Asymptotically Optimal Thompson Sampling Based Policy for the Uniform Bandits and the Gaussian Bandits

Thompson sampling (TS) for the parametric stochastic multi-armed bandits has been well studied under the one-dimensional parametric models. It is often reported that TS is fairly insensitive to the choice of the prior when it comes to regret bounds. However, this property is not necessarily true when multiparameter models are considered, e.g., a Gaussian model with unknown mean and variance parameters. In this paper, we first extend the regret analysis of TS to the model of uniform distributions with unknown supports. Specifically, we show that a switch of noninformative priors drastically affects the regret in expectation. Through our analysis, the uniform prior is proven to be the optimal choice in terms of the expected regret, while the reference prior and the Jeffreys prior are found to be suboptimal, which is consistent with previous findings in the model of Gaussian distributions. However, the uniform prior is specific to the parameterization of the distributions, meaning that if an agent considers different parameterizations of the same model, the agent with the uniform prior might not always achieve the optimal performance. In light of this limitation, we propose a slightly modified TS-based policy, called TS with Truncation (TS-T), which can achieve the asymptotic optimality for the Gaussian distributions and the uniform distributions by using the reference prior and the Jeffreys prior that are invariant under one-to-one reparameterizations. The pre-processig of the posterior distribution is the key to TS-T, where we add an adaptive truncation procedure on the parameter space of the posterior distributions. Simulation results support our analysis, where TS-T shows the best performance in a finite-time horizon compared to other known optimal policies, while TS with the invariant priors performs poorly.

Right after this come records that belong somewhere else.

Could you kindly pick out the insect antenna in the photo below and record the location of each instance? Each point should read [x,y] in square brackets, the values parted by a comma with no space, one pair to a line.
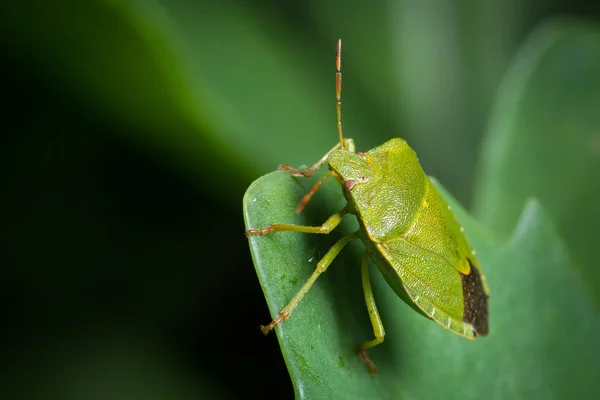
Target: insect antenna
[338,89]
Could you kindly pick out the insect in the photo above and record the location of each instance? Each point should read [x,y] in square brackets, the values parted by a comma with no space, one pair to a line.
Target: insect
[409,232]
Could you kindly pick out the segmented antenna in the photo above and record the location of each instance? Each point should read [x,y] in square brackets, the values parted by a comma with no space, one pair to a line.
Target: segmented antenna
[338,89]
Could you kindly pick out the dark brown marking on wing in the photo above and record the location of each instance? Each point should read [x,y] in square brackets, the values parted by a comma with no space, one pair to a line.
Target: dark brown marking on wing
[476,302]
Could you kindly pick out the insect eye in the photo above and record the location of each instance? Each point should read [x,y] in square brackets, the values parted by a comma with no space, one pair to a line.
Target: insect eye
[349,184]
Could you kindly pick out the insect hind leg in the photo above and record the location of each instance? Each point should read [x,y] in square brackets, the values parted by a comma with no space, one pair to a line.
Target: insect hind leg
[378,330]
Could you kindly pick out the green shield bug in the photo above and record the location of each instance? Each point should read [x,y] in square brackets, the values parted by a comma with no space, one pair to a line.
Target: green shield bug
[409,232]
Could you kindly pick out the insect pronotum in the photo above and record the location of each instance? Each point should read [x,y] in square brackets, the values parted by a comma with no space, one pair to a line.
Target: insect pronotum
[408,230]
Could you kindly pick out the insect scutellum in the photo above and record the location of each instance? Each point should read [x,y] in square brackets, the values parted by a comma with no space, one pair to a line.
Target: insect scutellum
[408,231]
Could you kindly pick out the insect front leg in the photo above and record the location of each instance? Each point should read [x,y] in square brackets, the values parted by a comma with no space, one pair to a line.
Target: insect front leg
[327,226]
[378,330]
[321,267]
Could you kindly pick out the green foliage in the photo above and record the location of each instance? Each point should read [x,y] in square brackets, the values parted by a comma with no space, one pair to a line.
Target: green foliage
[133,128]
[543,319]
[539,311]
[544,140]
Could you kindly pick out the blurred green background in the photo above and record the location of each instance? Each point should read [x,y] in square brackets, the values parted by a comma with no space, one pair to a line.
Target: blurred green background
[131,130]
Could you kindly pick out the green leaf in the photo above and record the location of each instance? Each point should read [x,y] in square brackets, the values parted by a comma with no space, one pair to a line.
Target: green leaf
[544,140]
[543,340]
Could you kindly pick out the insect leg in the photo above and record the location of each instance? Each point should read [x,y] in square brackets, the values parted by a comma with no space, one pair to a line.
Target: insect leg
[327,226]
[347,145]
[321,267]
[313,190]
[373,314]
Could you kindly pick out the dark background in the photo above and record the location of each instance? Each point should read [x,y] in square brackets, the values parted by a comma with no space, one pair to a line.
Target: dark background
[125,270]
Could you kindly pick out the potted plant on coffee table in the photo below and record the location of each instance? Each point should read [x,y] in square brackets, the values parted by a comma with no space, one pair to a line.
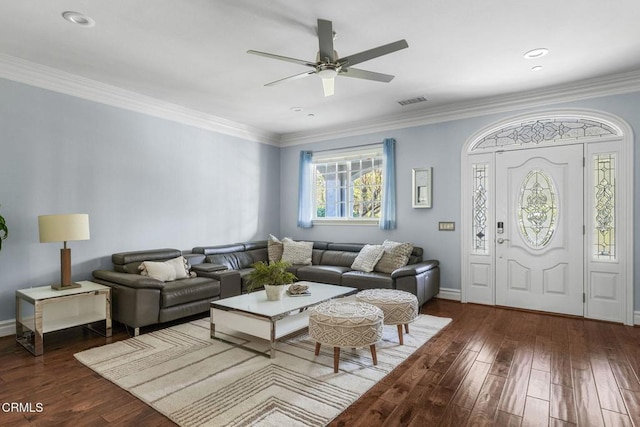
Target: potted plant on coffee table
[272,276]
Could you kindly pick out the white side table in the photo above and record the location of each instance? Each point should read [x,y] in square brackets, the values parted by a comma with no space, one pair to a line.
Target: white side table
[42,309]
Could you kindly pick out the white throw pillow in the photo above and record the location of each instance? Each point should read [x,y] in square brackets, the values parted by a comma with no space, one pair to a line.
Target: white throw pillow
[166,271]
[297,252]
[160,271]
[395,255]
[367,258]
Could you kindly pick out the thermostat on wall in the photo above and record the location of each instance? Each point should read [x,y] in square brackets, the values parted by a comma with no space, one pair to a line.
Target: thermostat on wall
[446,226]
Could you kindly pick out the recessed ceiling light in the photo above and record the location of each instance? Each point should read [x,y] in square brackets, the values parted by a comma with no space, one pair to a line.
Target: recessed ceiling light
[536,53]
[79,19]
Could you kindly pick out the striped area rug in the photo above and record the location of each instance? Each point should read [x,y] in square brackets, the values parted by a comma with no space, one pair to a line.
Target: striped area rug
[196,381]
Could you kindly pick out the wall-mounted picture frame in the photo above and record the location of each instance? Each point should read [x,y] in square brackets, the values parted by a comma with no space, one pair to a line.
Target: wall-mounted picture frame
[421,185]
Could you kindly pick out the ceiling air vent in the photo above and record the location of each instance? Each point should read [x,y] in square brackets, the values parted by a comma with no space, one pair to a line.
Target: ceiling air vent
[412,101]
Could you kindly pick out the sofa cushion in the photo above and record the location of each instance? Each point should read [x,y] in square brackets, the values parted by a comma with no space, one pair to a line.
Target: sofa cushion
[165,271]
[235,260]
[297,252]
[274,248]
[188,290]
[331,274]
[368,257]
[362,280]
[395,255]
[341,258]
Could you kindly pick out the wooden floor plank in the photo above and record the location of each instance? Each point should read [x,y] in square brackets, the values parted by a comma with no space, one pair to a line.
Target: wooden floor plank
[608,391]
[487,362]
[536,412]
[615,419]
[485,408]
[562,404]
[539,384]
[632,399]
[515,390]
[586,398]
[467,393]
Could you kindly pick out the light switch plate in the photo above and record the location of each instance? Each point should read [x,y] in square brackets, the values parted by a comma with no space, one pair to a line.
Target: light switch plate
[446,226]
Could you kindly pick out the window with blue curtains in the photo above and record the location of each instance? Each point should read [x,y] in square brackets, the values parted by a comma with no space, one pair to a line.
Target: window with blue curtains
[388,214]
[305,190]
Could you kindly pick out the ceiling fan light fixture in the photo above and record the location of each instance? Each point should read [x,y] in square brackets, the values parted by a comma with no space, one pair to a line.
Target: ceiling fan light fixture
[78,19]
[327,73]
[536,53]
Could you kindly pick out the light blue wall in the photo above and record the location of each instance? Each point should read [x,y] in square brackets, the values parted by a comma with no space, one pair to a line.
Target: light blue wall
[150,183]
[145,183]
[439,146]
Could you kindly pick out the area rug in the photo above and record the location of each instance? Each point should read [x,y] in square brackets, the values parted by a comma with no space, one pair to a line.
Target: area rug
[196,381]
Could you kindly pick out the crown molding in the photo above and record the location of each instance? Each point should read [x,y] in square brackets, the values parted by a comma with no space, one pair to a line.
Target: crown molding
[30,73]
[592,88]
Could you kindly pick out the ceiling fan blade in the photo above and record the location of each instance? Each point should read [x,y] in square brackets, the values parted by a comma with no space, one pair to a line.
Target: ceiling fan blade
[328,86]
[295,77]
[325,40]
[364,74]
[373,53]
[283,58]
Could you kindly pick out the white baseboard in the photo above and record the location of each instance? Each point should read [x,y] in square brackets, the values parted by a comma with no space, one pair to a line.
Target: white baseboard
[448,293]
[7,327]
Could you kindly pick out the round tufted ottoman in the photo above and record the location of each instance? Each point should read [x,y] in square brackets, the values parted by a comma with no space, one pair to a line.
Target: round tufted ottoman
[399,307]
[345,324]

翻译：汤普森抽样（TS）在参数化随机多臂赌博机问题中已在一维参数模型下得到充分研究。通常认为TS在先验选择上对遗憾界具有相当程度的鲁棒性。然而当考虑多参数模型（例如均值与方差均未知的高斯模型）时，该性质未必成立。本文首先将TS的遗憾分析拓展至支持域未知的均匀分布模型。具体而言，我们证明非信息性先验的切换会显著影响期望遗憾值。通过分析证明，均匀先验是期望遗憾意义上的最优选择，而参考先验与Jeffreys先验被证实为次优，这与高斯分布模型中的发现一致。但均匀先验依赖于分布的具体参数化形式，这意味着若智能体考虑同一模型的不同参数化方案，采用均匀先验未必总能获得最优性能。有鉴于此，我们提出经微调的TS类策略——截断汤普森抽样（TS-T），该策略通过采用对一对一再参数化保持不变的参考先验与Jeffreys先验，可分别在高斯分布和均匀分布中实现渐近最优性。对后验分布的预处理是TS-T的关键技术环节，我们在后验分布的参数空间上引入了自适应截断过程。仿真结果支持我们的理论分析：在有限时域内TS-T相较于其他已知最优策略展现出最佳性能，而采用不变先验的原始TS表现欠佳。